Auditor is asking for policy and/or procedures under Right to Financial Privacy......... anyone have anything to share or reference to?

If you google "right to financial privacy act exam procedures", you can look at exam procedures based on who your regulator is. This is usually a good starting point to see what a policy/procedure should cover.

Here are the FDIC ones I found (from 2006), if it helps:

http://www.fdic.gov/regulations/compliance/manual/pdf/VIII-3.1.pdf

You are free to disagree with your auditor about the need for a policy on any topic where it is not mandated by law or regulation. A written RFPA policy is not a legal requirement and most community banks do not have one. It would only be cost justified if your bank received lots of demands for information from the federal government.

Your bank (every bank) does have a practical need for written procedures addressing how to handle third party demands for customer funds and information including demands and inquiries from law enforcement.

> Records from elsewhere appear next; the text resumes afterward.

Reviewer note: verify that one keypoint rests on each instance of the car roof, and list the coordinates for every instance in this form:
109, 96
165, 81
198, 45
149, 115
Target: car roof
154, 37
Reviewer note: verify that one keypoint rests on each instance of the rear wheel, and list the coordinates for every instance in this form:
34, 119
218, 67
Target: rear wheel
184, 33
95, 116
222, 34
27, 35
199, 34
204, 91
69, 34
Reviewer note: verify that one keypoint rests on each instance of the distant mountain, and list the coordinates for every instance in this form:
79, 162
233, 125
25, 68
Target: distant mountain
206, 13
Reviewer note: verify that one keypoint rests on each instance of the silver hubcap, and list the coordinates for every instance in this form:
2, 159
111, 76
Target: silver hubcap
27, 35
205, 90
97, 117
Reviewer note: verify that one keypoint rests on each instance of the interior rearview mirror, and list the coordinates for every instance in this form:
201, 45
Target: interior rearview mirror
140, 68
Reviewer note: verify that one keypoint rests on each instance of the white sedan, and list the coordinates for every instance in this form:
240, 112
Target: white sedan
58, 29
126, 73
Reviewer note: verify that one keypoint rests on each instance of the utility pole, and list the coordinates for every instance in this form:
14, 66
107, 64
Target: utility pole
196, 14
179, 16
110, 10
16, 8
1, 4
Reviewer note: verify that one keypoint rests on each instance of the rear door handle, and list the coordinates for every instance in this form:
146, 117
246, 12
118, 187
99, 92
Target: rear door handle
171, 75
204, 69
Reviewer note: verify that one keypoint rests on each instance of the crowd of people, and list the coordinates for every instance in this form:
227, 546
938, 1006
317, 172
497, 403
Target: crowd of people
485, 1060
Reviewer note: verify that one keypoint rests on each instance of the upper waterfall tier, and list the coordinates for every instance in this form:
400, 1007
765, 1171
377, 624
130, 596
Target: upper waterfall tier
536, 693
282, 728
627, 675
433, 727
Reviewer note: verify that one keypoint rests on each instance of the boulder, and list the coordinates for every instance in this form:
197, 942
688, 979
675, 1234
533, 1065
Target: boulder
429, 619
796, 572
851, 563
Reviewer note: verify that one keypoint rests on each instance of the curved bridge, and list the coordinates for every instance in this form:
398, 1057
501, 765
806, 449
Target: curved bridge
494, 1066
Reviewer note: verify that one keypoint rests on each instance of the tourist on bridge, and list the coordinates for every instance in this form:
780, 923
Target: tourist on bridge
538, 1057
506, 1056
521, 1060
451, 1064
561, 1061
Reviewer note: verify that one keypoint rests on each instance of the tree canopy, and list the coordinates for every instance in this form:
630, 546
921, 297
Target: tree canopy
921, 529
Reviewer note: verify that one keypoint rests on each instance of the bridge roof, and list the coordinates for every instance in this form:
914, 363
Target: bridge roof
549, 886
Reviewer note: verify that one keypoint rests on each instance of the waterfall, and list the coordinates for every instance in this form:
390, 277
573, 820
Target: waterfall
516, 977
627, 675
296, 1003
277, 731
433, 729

Demands from the federal government should be included there, but there is no need to treat them separately - most of your procedures for delivering funds and information to third parties will be the same no matter who the third party is. The specific requirements of RFPA; e.g. obtaining certifications, will be no more than footnotes to your everyday procedures.

I agree with Ken. Unless the auditor has identified an issue (like you screwed one up) the recommendation (if any) should be for improved written procedures and not some formal policy document. What is the policy document going to say anyway beside we will comply with the regulation? Having policies for laws and regulations should be limited to where the bank has options within the regulations itself and then the board or management then states the official policy of the bank in relationship to those options. There are no options in the RFPA, you follow the regulation plain and simple. I audit many smaller community banks and I think I have seen one request that fell under the RFPA in the last five years.